Cet ouvrage, riche d'une très belle iconographie, retrace la généalogie d'une figure sociale originale, que le grand médiéviste décide de nommer au risque de l'anachronisme : "intellectuel". Sur fond de révolution urbaine, se détache à partir du XIIe siècle un clerc inédit, à la fois penseur et enseignant, qui se fait "vendeur de mots". Le grand mouvement des traductions, qui fait remonter en Occident,par l'intermédiaire des Arabes, toute une série de textes antiques méconnus jusqu'alors, et l'essor des universités, ces "cathédrales du savoir", stimulent la pensée occidentale. Le XIIIe siècle devient le siècle de la maturité scolastique, avant que le type de l'universitaire médiéval ne décline au profit de l'intellectuel humaniste qui s'affirme contre lui durant les deux derniers siècles du Moyen Âge. Ce livre passionnant nous plonge ainsi au cœur de la pensée médiévale, dans une galerie de portraits finement analysés où l'on croise tour à tour Abélard, saint Bernard, saint Thomas, Ockham et tant d'autres.

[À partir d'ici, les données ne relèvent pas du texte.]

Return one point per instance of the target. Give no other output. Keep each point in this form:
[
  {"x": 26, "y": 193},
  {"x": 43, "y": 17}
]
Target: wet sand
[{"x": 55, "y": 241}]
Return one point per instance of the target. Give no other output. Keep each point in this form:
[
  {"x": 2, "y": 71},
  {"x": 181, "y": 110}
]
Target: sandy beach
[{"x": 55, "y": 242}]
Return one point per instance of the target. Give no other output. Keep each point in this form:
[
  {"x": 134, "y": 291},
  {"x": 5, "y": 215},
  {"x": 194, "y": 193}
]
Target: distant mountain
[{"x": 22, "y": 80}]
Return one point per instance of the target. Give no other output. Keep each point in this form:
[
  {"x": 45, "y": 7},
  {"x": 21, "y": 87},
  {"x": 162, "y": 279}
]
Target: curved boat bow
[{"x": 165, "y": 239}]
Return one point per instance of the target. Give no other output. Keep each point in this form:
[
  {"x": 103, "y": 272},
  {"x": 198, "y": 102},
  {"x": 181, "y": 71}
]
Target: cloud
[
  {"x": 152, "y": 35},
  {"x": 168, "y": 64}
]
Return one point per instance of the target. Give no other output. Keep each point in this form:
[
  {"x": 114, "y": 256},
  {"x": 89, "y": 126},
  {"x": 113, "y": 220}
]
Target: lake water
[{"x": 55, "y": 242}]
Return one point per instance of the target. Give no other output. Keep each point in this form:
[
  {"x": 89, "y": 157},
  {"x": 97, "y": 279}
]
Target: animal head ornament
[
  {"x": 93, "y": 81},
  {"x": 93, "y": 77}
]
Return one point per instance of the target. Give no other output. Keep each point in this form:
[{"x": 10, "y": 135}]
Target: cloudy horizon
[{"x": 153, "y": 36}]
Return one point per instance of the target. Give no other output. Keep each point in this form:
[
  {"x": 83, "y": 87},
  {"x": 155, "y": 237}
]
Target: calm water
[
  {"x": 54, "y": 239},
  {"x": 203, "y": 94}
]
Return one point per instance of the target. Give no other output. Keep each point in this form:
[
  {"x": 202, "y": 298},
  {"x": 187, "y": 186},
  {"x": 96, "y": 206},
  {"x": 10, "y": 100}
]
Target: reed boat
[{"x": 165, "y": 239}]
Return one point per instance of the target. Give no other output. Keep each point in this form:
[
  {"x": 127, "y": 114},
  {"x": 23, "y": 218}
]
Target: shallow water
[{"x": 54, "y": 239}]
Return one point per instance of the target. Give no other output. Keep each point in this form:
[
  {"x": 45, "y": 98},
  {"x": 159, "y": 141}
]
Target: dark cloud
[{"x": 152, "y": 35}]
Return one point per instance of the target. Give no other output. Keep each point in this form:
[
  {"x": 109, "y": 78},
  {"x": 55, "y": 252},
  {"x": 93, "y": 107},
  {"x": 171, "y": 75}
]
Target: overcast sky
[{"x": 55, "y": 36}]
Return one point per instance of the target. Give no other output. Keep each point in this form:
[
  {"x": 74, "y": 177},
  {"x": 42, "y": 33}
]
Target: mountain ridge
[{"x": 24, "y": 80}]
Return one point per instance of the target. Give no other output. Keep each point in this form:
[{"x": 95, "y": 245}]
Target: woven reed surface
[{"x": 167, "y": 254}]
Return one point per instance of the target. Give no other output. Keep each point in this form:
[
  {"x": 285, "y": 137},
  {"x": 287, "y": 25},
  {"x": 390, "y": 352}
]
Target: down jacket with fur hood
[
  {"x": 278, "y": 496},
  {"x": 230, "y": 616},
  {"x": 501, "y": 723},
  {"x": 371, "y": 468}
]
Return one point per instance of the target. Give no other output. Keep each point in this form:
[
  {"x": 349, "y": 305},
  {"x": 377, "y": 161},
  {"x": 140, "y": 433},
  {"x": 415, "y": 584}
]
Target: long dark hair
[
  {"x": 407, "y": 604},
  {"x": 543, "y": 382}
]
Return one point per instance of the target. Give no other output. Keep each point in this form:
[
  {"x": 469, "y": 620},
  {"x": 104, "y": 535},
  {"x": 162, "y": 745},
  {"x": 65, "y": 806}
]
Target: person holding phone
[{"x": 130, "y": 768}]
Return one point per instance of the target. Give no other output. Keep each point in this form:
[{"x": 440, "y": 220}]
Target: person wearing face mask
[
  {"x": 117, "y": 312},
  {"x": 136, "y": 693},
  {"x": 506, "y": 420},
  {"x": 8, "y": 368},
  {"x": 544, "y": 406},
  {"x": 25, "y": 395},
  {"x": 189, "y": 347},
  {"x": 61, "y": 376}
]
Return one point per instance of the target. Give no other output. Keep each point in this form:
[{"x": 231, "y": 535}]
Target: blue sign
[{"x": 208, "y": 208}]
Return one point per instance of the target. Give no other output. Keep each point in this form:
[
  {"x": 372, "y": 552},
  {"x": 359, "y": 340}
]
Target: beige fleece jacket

Publiée en 1957, cette introduction à la sociologie historique nous expliquait pourquoi Abélard fut, au XIIe siècle, le premier intellectuel occidental.
LA THÈSE
Par un anachronisme voulu, et quelque peu provocateur (l'adjectif intellectualis signifie au Moyen Age « qui connaît intuitivement », et non rationnellement), emprunté à la sociologie, Jacques Le Goff attire l'attention sur « ceux qui font métier de penser et d'enseigner leur pensée ». Ces « intellectuels » naissent avec les villes, au XIIe siècle. Et pas avant : sous les Carolingiens, les manuscrits « ne sont pas considérés autrement que les vaisselles précieuses ». Paris en est le centre et Pierre Abélard est la première grande figure de l'intellectuel moderne. Placé au coeur du chantier urbain, l'intellectuel voit l'univers à l'image de celui-ci, vaste usine bourdonnante du bruit des métiers. « Les écoles sont des ateliers d'où s'exportent les idées, comme les marchandises. »
Le XIIIe siècle est l'âge de la maturité. Les universités qui regroupent ces travailleurs de la pensée affirment leur puissance contre les pouvoirs laïques et ecclésiastiques et ont le soutien des papes. Elle s'organisent, comme une corporation, posent leur méthode (la scolastique), ont leurs outils (les livres). Ces intellectuels se déchirent vite : les maîtres séculiers (salariés) s'opposent aux maîtres issus des ordres mendiants ; l'équilibre entre foi et raison, entre théorie et pratique, est difficile. Mais ils restent ambitieux : « Une franc-maçonnerie universitaire rêve de diriger la Chrétienté. »
La fin du Moyen Age voit la disparition de l'intellectuel au profit de l'humaniste. Il n'y a plus, avant des siècles en Occident, de travailleur intellectuel, à part les « obscurs enseignants des écoles communales ». Les universitaires renient leur héritage. Riches propriétaires, menant un train de vie noble, voire usuriers, ils tendent à se recruter héréditairement. Ils se précipitent vers les cours des princes. Les universités se multiplient, mais se nationalisent. La scolastique se sclérose. Retour se fait, avec les humanistes, vers la poésie et la mystique. Humanistes qui préfèrent la campagne à la ville, et refusent l'enseignement.
CE QU'IL EN RESTE
Dans sa préface de 1985, Jacques Le Goff a souligné lui-même les limites de son essai : le haut Moyen Age (Ve-Xe siècle) a été poussé à la caricature ; certains humanistes (comme Gerson) n'ont pas renié leur statut d'universitaire ; la scolastique a pu rester vivace (en Pologne). Mais ce livre pose les bases d'une véritable anthropologie des intellectuels médiévaux. Il déplace tout à la fois le regard des institutions vers les hommes, et des idées vers les structures sociales. Il ouvre à l'étude des pratiques intellectuelles et des mentalités propres aux universitaires. Il dresse par là un programme de recherche loin d'être rempli. De plus, n'oublions pas que ce livre offre des illustrations (dont une caricature de Mahomet, tirée d'une traduction du Coran) remarquablement choisies.